Curry swallowed. Ness swore only rarely, and hardly ever used a gun. From under his shoulder Curry withdrew the. 38 revolver and handed it to Ness.
Who fired it into the air.
Once.
Twice.
Six times.
Gun still held upward, smoke twirling out the barrel, Ness stood in the middle of the street and waited.
Cops emptied out of the house like Johns in a whorehouse fire. They had guns in hand and wore expressions of rage.
And they were stopped short, all of them, when they saw who was standing in the street before them.
"You men," Ness said, evenly, through teeth gritted so tight they ought to have broken, "are going to give your names and badge numbers to my assistant, Detective Curry, here. Then you're going to get the hell out of my sight. And when you're drifting off to sleep tonight, ponder this question: Why am I a police officer? And when you've searched your soul on that one, ponder this: Will I still be a police officer tomorrow morning?"

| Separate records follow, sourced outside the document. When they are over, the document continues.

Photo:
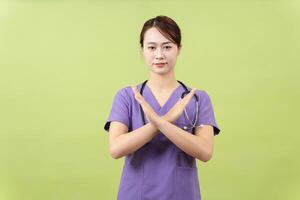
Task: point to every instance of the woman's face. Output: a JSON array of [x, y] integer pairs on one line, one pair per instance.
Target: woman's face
[[160, 54]]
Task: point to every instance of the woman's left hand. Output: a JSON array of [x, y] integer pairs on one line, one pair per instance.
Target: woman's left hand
[[149, 112]]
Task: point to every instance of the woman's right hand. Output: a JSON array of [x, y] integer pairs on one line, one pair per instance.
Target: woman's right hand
[[174, 113]]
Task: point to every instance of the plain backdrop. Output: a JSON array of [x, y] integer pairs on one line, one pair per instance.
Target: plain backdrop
[[62, 62]]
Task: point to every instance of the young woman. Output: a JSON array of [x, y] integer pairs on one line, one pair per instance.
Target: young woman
[[161, 126]]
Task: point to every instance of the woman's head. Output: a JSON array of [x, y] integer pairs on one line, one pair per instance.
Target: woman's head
[[166, 26], [160, 41]]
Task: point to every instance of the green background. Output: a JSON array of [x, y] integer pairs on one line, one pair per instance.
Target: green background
[[61, 63]]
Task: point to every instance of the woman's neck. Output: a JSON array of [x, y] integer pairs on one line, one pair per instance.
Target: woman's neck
[[162, 82]]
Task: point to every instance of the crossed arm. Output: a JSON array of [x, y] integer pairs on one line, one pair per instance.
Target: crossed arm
[[122, 142]]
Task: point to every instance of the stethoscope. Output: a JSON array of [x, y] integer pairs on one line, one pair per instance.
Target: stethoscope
[[192, 125]]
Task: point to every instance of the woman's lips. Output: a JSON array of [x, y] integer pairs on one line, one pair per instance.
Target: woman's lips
[[159, 64]]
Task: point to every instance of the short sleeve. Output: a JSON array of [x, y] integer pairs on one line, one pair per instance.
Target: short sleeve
[[206, 112], [119, 110]]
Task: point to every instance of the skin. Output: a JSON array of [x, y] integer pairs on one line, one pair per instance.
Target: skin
[[162, 82]]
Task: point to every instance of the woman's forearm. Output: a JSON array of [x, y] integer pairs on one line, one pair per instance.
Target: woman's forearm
[[193, 145], [129, 142]]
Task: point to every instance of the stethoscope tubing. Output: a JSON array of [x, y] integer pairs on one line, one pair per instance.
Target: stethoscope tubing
[[192, 124]]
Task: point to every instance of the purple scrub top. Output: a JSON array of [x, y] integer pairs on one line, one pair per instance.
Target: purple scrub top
[[159, 170]]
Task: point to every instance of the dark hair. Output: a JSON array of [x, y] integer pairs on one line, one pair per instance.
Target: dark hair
[[166, 26]]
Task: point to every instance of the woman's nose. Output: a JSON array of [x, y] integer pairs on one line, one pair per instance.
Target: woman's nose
[[159, 53]]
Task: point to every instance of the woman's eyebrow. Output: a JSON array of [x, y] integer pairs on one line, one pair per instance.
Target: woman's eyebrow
[[156, 43]]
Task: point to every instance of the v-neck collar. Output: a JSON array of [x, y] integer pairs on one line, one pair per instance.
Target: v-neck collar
[[158, 107]]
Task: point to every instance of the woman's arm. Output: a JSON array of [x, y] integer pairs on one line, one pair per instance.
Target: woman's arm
[[199, 145], [122, 142]]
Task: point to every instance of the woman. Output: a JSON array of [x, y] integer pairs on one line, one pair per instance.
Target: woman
[[151, 129]]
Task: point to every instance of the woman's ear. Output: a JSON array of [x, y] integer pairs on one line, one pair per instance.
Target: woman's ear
[[179, 50]]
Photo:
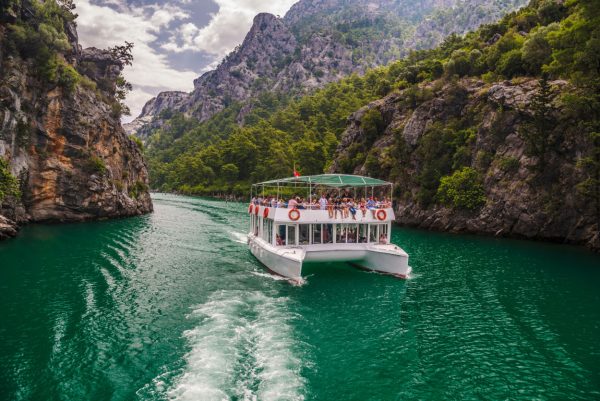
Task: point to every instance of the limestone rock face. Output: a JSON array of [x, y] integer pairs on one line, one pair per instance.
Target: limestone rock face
[[520, 201], [313, 45], [69, 151]]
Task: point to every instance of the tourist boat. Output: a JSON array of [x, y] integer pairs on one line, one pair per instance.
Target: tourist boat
[[285, 237]]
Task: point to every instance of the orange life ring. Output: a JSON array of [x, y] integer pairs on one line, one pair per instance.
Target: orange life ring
[[294, 214]]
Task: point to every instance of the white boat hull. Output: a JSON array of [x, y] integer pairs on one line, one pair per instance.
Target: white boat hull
[[288, 261]]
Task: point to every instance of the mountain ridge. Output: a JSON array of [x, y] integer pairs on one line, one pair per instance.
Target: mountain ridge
[[299, 60]]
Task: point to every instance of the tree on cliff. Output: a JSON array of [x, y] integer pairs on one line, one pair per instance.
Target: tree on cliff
[[537, 131]]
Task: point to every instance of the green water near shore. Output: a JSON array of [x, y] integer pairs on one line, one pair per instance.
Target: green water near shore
[[173, 306]]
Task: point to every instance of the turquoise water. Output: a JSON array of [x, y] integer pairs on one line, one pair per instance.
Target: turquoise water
[[173, 306]]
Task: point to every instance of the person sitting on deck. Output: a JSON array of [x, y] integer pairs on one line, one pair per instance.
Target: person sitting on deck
[[351, 208], [344, 206], [292, 203], [371, 206], [383, 238], [337, 207], [323, 202], [363, 206]]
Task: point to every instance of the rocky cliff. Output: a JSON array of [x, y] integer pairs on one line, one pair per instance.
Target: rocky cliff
[[62, 137], [321, 41], [481, 127]]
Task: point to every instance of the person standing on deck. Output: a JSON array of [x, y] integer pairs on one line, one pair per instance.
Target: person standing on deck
[[323, 202], [292, 203]]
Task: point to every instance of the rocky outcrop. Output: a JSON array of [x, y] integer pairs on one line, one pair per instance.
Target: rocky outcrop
[[67, 148], [318, 42], [152, 110], [520, 200]]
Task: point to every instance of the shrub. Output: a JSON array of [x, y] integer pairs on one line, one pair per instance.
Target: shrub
[[96, 165], [511, 64], [68, 78], [139, 187], [463, 189], [509, 164], [138, 142], [9, 185]]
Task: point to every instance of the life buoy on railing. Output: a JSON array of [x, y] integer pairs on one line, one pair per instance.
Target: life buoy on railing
[[294, 214]]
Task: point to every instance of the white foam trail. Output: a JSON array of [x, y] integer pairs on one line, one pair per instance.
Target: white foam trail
[[240, 238], [242, 348]]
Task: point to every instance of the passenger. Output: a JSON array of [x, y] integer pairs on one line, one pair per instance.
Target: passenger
[[344, 205], [292, 203], [323, 202], [330, 208], [337, 204], [352, 209], [383, 238], [371, 206]]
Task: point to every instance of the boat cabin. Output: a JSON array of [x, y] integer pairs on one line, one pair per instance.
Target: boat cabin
[[335, 209]]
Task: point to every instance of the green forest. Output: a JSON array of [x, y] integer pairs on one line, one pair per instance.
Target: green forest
[[546, 40]]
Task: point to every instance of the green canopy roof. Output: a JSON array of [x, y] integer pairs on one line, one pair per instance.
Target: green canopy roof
[[330, 180]]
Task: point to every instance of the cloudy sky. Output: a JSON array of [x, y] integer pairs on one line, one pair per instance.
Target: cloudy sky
[[175, 40]]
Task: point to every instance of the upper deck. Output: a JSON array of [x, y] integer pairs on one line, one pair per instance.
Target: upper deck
[[308, 216]]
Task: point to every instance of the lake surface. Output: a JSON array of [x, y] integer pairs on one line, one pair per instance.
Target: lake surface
[[172, 306]]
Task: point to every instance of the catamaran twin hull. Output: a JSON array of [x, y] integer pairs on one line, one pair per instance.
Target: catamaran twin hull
[[288, 261], [284, 238]]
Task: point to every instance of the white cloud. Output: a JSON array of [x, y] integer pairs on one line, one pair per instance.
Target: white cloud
[[227, 28], [102, 27]]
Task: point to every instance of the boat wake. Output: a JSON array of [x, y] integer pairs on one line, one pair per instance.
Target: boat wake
[[240, 238], [242, 348]]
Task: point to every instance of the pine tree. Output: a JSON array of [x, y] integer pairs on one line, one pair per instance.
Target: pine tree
[[538, 127]]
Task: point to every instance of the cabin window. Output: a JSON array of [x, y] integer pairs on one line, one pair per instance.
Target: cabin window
[[265, 230], [373, 235], [304, 234], [327, 233], [383, 233], [362, 233], [342, 233], [280, 235], [352, 233], [291, 235], [316, 234]]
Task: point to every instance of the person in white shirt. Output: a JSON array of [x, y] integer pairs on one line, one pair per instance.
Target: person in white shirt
[[323, 202]]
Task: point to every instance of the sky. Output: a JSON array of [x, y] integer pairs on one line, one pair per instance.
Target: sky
[[175, 41]]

Glumly, sheepishly, they gathered around Curry, who took their names. Fifteen of them. The men muttered excuses. The word "nigger" turned up frequently, the phrase "cop killers" equally often. Within ten minutes, they were gone, their squad cars sliding slowly away, sirens off, red-and-blue tails tucked 'tween their legs.

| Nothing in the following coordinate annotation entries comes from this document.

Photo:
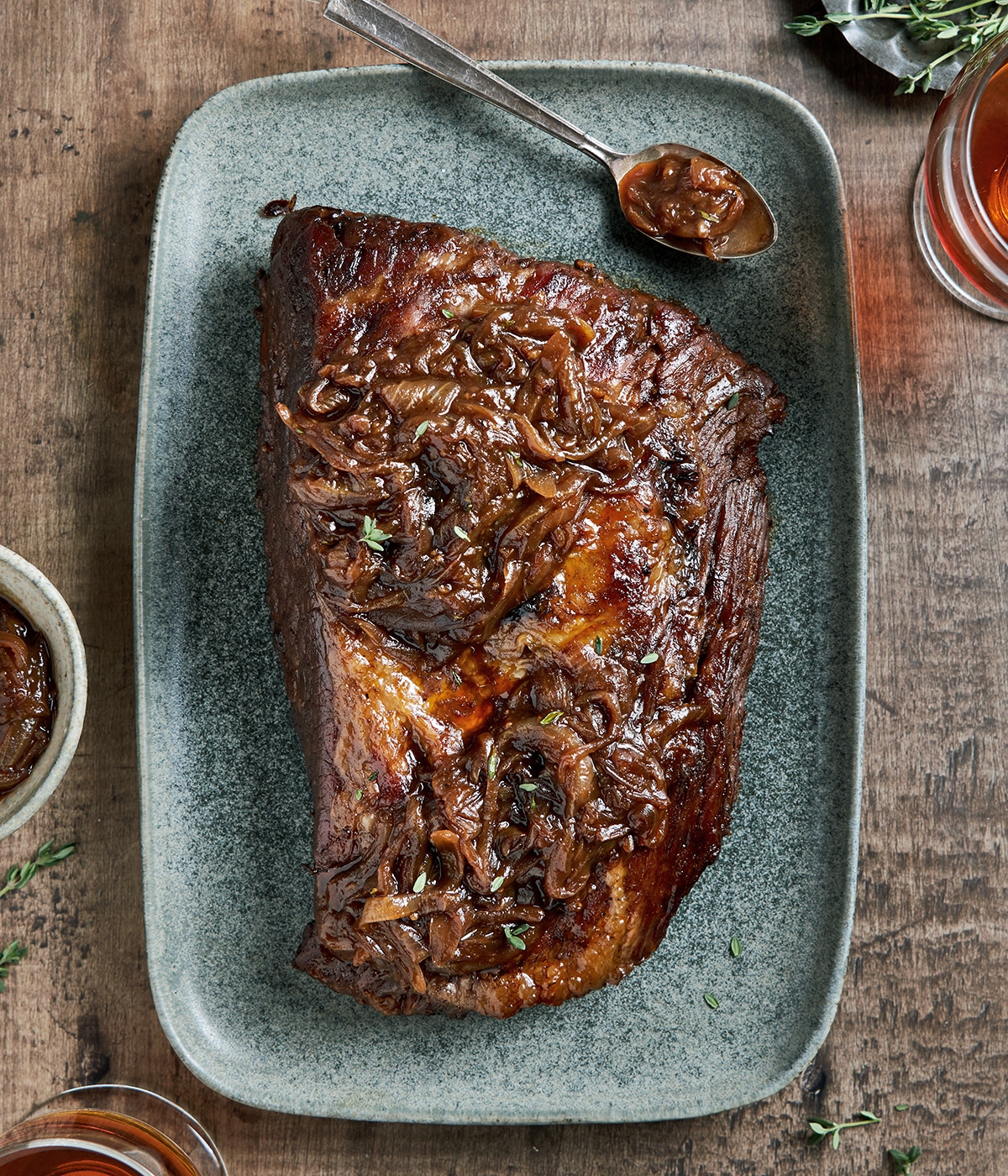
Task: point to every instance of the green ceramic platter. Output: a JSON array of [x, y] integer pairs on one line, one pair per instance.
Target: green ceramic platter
[[226, 806]]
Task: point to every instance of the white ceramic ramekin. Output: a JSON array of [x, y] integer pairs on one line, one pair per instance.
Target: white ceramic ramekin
[[31, 591]]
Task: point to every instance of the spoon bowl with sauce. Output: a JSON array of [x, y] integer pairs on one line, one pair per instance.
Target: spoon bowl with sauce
[[678, 196]]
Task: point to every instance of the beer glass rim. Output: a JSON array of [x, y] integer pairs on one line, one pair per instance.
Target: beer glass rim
[[93, 1099]]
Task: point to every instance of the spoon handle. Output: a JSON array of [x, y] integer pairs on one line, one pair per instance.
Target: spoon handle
[[390, 29]]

Curry went inside, where Ness was talking to Washington and his wife. A place on a couch that was more or less intact had been cleared of rubble and glass. Washington sat with his arm around the shoulder of his trembling wife.
Ness stood before him, hat in hand. "We can put you up in a hotel, Mr. Washington."
"No, sir. I have friends in my own community."
"I can't excuse what happened tonight. But I can assure you I will have a crew from the city here tomorrow to help clean your place up. And I'll get funds to help cover the damage done."
Washington said nothing; his eyes were cold.
"There was a cop killing tonight," Ness said. "I have reason to believe your old friends Lombardi and Scalise were responsible-but they left the body on your doorstep, in effect."
Standing across the room by the fireplace, contemplating a picture in a broken frame of a fat uniformed colored soldier, Johnson said, "Cops go bughouse, Johnny, when one of their own gets it."
Washington said nothing.
Ness said, "We need your testimony, Mr. Washington. We can't let Lombardi and Scalise get away with, this ruse."
Washington sighed heavily. " 'Ruse'? Does this look like a ruse to you, Mr. Ness? My home, is it a ruse? Or does it look more like a shambles?"